Beatrice et Pascal Lambert

France · Loire · Chinon

On the 17 hectares, Beatrice et Pascal Lambert is producing wine from only two different grapes, Cabernet franc for the reds (15 hectares) and Chenin Blanc for the whites (2 hectares). With his wife Béatrice, Pascal is working Biodynamically since 2005 it took him 10 years to “renovate” all his vines to be the cleanest, growing with the best conditions, in respect of the nature.

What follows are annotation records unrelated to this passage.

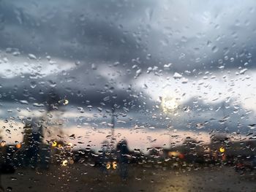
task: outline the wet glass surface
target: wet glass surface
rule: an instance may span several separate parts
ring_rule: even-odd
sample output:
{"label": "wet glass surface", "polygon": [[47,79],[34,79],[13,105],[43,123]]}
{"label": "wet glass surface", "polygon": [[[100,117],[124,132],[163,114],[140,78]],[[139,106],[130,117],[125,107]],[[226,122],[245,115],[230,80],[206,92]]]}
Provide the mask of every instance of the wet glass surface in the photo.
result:
{"label": "wet glass surface", "polygon": [[256,191],[255,9],[0,0],[0,191]]}

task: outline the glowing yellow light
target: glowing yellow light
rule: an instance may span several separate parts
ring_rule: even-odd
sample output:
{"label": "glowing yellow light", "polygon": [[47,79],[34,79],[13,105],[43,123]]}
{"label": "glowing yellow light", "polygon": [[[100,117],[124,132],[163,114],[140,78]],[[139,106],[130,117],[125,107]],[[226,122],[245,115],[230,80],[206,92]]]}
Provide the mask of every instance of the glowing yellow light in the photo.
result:
{"label": "glowing yellow light", "polygon": [[74,164],[74,160],[72,160],[72,159],[70,159],[69,160],[69,164],[71,164],[71,165],[72,165],[72,164]]}
{"label": "glowing yellow light", "polygon": [[223,147],[219,148],[219,152],[224,153],[225,152],[225,148]]}
{"label": "glowing yellow light", "polygon": [[165,97],[162,99],[161,106],[164,112],[168,112],[178,107],[175,98]]}
{"label": "glowing yellow light", "polygon": [[64,105],[67,105],[67,104],[69,104],[69,100],[67,100],[67,99],[62,99],[62,100],[59,101],[59,103],[61,103]]}
{"label": "glowing yellow light", "polygon": [[5,145],[5,142],[1,142],[1,147],[4,147]]}
{"label": "glowing yellow light", "polygon": [[110,167],[111,167],[110,164],[110,163],[108,163],[108,164],[106,164],[106,168],[107,168],[107,169],[110,169]]}
{"label": "glowing yellow light", "polygon": [[51,145],[53,147],[57,146],[57,142],[56,141],[53,142],[53,144]]}
{"label": "glowing yellow light", "polygon": [[16,144],[16,148],[19,149],[21,147],[21,145],[20,143]]}
{"label": "glowing yellow light", "polygon": [[117,163],[116,161],[113,161],[112,163],[113,169],[116,169],[117,168]]}
{"label": "glowing yellow light", "polygon": [[67,163],[68,163],[67,160],[64,160],[64,161],[62,161],[61,165],[62,166],[67,166]]}

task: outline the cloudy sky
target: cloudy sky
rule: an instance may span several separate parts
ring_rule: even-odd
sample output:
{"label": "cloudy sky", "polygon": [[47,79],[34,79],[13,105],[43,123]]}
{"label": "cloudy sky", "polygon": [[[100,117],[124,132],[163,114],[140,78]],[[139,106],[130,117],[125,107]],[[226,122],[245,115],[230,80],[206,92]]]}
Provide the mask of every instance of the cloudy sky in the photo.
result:
{"label": "cloudy sky", "polygon": [[143,129],[159,145],[169,141],[154,134],[170,130],[255,133],[255,9],[253,0],[1,0],[0,116],[12,131],[2,134],[20,136],[12,123],[45,115],[54,94],[69,101],[56,115],[68,132],[101,132],[115,106],[116,128]]}

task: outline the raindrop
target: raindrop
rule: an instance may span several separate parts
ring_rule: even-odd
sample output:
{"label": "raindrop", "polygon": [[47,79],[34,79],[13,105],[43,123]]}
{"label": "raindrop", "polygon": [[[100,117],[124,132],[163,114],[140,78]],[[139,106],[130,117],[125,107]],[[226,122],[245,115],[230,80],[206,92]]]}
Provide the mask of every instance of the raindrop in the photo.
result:
{"label": "raindrop", "polygon": [[175,72],[173,77],[174,79],[180,79],[182,77],[182,75],[178,72]]}
{"label": "raindrop", "polygon": [[37,87],[37,82],[35,82],[35,81],[31,81],[31,82],[30,82],[30,87],[31,87],[31,88],[34,88],[35,87]]}
{"label": "raindrop", "polygon": [[33,54],[29,53],[28,55],[30,59],[37,59],[37,57]]}
{"label": "raindrop", "polygon": [[211,51],[213,53],[217,53],[217,51],[219,50],[218,47],[217,46],[214,46],[212,48],[211,48]]}
{"label": "raindrop", "polygon": [[91,64],[91,69],[92,70],[97,70],[97,67],[95,64]]}

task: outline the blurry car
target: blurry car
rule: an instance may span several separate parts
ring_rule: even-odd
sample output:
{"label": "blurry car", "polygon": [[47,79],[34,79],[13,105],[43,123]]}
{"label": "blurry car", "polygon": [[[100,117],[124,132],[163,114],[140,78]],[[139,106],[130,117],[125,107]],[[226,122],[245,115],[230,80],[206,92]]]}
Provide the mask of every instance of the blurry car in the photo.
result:
{"label": "blurry car", "polygon": [[256,156],[252,155],[249,158],[238,160],[235,166],[235,170],[239,174],[256,171]]}

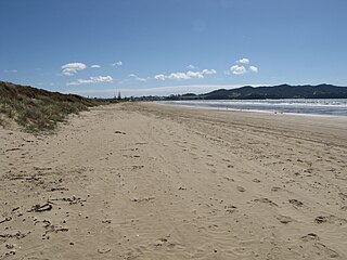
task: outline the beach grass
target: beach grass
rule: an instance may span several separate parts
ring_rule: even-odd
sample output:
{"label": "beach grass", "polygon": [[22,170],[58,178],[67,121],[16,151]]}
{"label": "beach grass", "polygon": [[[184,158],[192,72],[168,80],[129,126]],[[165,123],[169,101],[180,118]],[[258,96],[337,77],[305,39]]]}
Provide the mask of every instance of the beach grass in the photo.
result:
{"label": "beach grass", "polygon": [[15,121],[27,132],[52,131],[67,115],[107,102],[0,81],[0,125]]}

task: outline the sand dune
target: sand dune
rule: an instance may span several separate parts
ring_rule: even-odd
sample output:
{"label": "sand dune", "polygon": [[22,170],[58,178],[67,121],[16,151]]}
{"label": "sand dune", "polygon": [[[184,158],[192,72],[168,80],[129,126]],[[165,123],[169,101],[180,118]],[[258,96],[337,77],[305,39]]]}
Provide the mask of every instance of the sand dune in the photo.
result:
{"label": "sand dune", "polygon": [[347,259],[346,126],[136,103],[0,129],[0,259]]}

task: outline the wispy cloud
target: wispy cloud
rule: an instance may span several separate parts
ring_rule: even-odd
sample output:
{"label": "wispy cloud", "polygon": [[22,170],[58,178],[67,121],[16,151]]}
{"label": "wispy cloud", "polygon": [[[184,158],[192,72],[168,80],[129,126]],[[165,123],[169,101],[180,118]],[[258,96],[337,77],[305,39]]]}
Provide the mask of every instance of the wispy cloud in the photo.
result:
{"label": "wispy cloud", "polygon": [[235,62],[234,65],[232,65],[227,72],[227,74],[233,74],[233,75],[243,75],[246,73],[258,73],[258,67],[254,65],[248,65],[249,64],[249,58],[243,57],[240,58]]}
{"label": "wispy cloud", "polygon": [[3,70],[3,73],[17,73],[18,70],[17,69],[5,69]]}
{"label": "wispy cloud", "polygon": [[249,63],[249,58],[243,57],[243,58],[240,58],[239,61],[236,61],[236,63],[248,64]]}
{"label": "wispy cloud", "polygon": [[66,86],[90,84],[90,83],[107,83],[113,82],[111,76],[89,77],[88,79],[77,79],[76,81],[67,82]]}
{"label": "wispy cloud", "polygon": [[147,77],[147,78],[141,78],[141,77],[139,77],[139,76],[136,75],[136,74],[129,74],[128,77],[129,77],[129,78],[132,78],[132,79],[134,79],[134,80],[138,80],[138,81],[142,81],[142,82],[147,81],[147,79],[150,79],[149,77]]}
{"label": "wispy cloud", "polygon": [[233,65],[230,67],[230,72],[234,75],[242,75],[247,73],[247,69],[243,65]]}
{"label": "wispy cloud", "polygon": [[201,72],[185,72],[185,73],[171,73],[168,75],[164,75],[164,74],[157,74],[154,76],[155,79],[157,80],[166,80],[166,79],[177,79],[177,80],[181,80],[181,79],[203,79],[204,75],[214,75],[217,74],[216,69],[203,69]]}
{"label": "wispy cloud", "polygon": [[258,67],[256,66],[249,66],[249,70],[254,73],[258,73]]}
{"label": "wispy cloud", "polygon": [[67,63],[61,67],[63,70],[62,73],[65,76],[74,76],[78,73],[78,70],[82,70],[87,68],[85,63]]}
{"label": "wispy cloud", "polygon": [[114,67],[119,67],[119,66],[123,65],[123,62],[118,61],[118,62],[115,62],[115,63],[113,63],[111,65],[114,66]]}

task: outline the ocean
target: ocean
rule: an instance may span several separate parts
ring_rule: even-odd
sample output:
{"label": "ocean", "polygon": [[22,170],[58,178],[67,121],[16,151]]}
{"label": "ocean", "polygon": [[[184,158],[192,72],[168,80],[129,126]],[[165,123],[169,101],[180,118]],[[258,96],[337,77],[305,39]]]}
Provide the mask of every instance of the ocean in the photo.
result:
{"label": "ocean", "polygon": [[217,109],[347,116],[347,99],[160,101],[162,104]]}

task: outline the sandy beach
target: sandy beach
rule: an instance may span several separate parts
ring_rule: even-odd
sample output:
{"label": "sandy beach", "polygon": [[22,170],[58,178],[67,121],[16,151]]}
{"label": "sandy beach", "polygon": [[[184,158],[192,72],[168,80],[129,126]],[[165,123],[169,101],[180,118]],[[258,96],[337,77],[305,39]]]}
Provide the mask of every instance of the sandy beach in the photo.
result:
{"label": "sandy beach", "polygon": [[0,128],[0,259],[347,259],[347,118],[153,103]]}

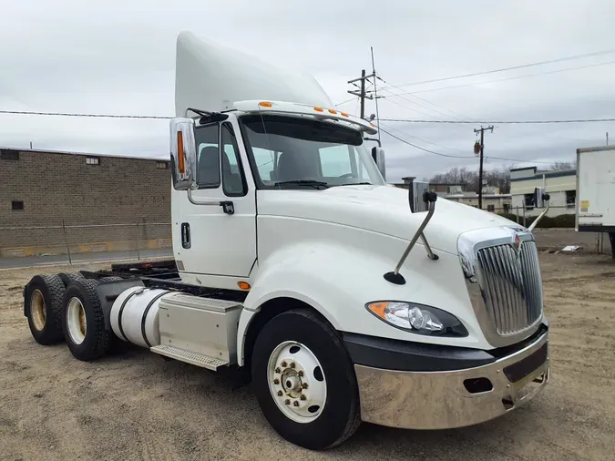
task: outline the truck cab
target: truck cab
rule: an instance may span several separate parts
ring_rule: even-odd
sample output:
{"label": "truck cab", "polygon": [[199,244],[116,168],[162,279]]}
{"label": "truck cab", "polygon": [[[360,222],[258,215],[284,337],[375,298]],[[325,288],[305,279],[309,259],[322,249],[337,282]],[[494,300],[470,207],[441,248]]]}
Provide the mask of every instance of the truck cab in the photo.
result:
{"label": "truck cab", "polygon": [[61,302],[48,281],[25,291],[26,317],[57,316],[77,358],[116,338],[246,370],[271,425],[310,449],[362,421],[483,423],[544,388],[531,229],[388,185],[384,150],[365,140],[376,127],[303,73],[182,33],[175,100],[174,271],[64,274]]}

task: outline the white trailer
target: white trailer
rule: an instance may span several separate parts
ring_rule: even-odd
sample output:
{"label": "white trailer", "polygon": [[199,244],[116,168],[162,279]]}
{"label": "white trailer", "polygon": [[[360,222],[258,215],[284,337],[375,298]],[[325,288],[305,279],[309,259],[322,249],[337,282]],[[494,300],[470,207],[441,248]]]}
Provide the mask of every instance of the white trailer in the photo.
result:
{"label": "white trailer", "polygon": [[176,112],[174,261],[35,277],[37,342],[79,360],[129,342],[236,371],[271,425],[311,449],[361,421],[483,423],[544,388],[531,230],[425,184],[389,187],[384,151],[366,148],[376,128],[313,77],[189,33]]}
{"label": "white trailer", "polygon": [[576,206],[576,230],[608,232],[615,258],[615,146],[577,149]]}

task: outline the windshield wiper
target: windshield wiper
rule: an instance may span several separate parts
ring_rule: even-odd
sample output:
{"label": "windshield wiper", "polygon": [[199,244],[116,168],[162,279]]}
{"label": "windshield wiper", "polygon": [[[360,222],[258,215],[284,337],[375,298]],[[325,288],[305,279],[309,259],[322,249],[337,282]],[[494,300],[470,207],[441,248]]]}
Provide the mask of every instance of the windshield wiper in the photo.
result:
{"label": "windshield wiper", "polygon": [[335,184],[335,186],[374,186],[371,182],[344,182],[343,184]]}
{"label": "windshield wiper", "polygon": [[317,181],[313,179],[291,179],[288,181],[278,181],[274,183],[273,186],[277,188],[278,186],[283,186],[284,184],[300,184],[303,186],[310,186],[314,189],[329,187],[329,185],[326,182]]}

 Healthy vines with more biodiversity are for Pascal the way that makes most sense in order to get the best potential from the vines producing qualitative grapes hence giving us quality wines. All worked in the field is by horse, the soil is diverse and the richness of minerals is quite high, in fact all of the different cuvées are produced on a specific soil type. When you drink Pascal’s wines you get all subtlety and important part of the terroir you get what clay, chalk, gravel soil or silex bring to the wine, always with a high refinement.

Chinon is an important part of the more than 1000 km long Loire-vally. The area is placed about the middle of the vally between Tours in east and Saumur in west, with its 2300 ha vineyards. The rivers terraces are of grit and the hills that ladder to about a 100m consists of clay with respectively chalk or silex – ideal for terroir wines and Cabernet Franc.

Chinon is probably most known for is red Cebernet Franc-wine, there is however, also done some significant white wines on the grape Chenin Blanc.

The region’s most famous son, the 1500 century writer Rabelais, did a lot to promote the area and he described the white wines as “silklike”. However, today the Parisian gastronomic columnist and the Parisian restaurants seem to be stimulating the demand for these wines, which to a large degree is enjoyed within France’s boarders.